Lee et al. showed that CCR7+ DCs are transcriptionally heterogeneous populations, consisting of a subset that migrates to dLNs and a subset that resides in the tumor despite CCR7 expression, with the capacities to support or inhibit the cytotoxic T cell niche. Tumor-retained CCR7+ DCs acquired transcriptional features consistent with exhaustion, and co-localized with PD-1+ CD8+ T cells in human and murine solid tumors. Anti-PD-L1 treatment enhanced the expression of T cell-stimulatory molecules, promoted immunogenic CCR7+ DC–CD8+ T cell interactions, and augmented antitumor cytolytic activity, which was conserved across human cancers.

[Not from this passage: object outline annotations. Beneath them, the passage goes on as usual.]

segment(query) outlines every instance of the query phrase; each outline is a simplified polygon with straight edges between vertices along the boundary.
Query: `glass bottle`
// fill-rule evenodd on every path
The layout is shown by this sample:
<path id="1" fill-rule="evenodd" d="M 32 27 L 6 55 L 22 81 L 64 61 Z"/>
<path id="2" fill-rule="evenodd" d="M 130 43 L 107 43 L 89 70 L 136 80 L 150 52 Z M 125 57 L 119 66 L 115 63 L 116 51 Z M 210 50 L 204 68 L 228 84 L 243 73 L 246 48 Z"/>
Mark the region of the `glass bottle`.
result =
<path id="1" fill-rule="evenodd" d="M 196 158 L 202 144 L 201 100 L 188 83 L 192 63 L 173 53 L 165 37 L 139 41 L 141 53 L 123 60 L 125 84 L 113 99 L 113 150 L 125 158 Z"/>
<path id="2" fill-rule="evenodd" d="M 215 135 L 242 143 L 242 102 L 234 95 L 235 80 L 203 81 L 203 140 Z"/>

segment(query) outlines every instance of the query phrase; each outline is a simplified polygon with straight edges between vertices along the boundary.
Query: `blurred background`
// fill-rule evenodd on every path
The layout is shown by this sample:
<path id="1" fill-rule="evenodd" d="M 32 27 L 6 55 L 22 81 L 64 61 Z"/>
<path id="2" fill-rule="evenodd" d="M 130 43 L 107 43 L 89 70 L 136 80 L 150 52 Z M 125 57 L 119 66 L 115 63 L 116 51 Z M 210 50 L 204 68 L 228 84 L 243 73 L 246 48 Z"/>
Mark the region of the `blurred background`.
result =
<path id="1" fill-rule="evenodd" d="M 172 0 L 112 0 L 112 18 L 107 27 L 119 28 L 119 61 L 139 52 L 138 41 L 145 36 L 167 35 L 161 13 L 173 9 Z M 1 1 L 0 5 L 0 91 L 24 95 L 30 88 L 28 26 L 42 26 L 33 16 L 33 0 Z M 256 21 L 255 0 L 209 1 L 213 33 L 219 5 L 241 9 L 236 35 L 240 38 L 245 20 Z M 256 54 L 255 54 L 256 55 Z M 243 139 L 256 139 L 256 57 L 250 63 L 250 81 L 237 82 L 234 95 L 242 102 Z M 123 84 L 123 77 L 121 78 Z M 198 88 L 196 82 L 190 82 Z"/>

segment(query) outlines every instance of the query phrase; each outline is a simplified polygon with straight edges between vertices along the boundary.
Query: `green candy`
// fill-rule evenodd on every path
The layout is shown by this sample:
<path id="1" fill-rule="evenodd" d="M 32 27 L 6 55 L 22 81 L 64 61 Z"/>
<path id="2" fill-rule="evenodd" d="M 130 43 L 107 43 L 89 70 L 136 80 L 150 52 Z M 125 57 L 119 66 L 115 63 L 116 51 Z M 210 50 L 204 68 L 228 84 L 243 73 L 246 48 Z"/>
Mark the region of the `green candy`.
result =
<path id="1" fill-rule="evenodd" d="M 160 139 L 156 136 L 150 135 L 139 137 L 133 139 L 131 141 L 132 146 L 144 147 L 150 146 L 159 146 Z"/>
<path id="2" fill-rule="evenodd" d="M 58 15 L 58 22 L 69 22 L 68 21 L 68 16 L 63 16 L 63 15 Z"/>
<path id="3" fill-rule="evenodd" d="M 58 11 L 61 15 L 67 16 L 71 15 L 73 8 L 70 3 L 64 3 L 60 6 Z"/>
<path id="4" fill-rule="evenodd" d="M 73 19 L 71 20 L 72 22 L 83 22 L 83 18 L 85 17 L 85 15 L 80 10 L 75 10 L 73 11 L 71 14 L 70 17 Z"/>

Contributed by Shishir Pant
ABSTRACT: Tumour dendritic cells (DCs) internalise antigen and upregulate CCR7, which directs their migration to tumour-draining lymph nodes (dLN). CCR7 expression is coupled to an activation programme enriched in regulatory molecule expression, including PD-L1. However, the spatio-temporal dynamics of CCR7(+) DCs in anti-tumour immune responses remain unclear. Here, we use photoconvertible mice to precisely track DC migration. We report that CCR7(+) DCs are the dominant DC population that migrate to the dLN, but a subset remains tumour-resident despite CCR7 expression. These tumour-retained CCR7(+) DCs are phenotypically and transcriptionally distinct from their dLN counterparts and heterogeneous. Moreover, they progressively downregulate the expression of antigen presentation and pro-inflammatory transcripts with more prolonged tumour dwell-time. Tumour-residing CCR7(+) DCs co-localise with PD-1(+)CD8(+) T cells in human and murine solid tumours, and following anti-PD-L1 treatment, upregulate stimulatory molecules including OX40L, thereby augmenting anti-tumour cytolytic activity. Altogether, these data uncover previously unappreciated heterogeneity in CCR7(+) DCs that may underpin a variable capacity to support intratumoural cytotoxic T cells.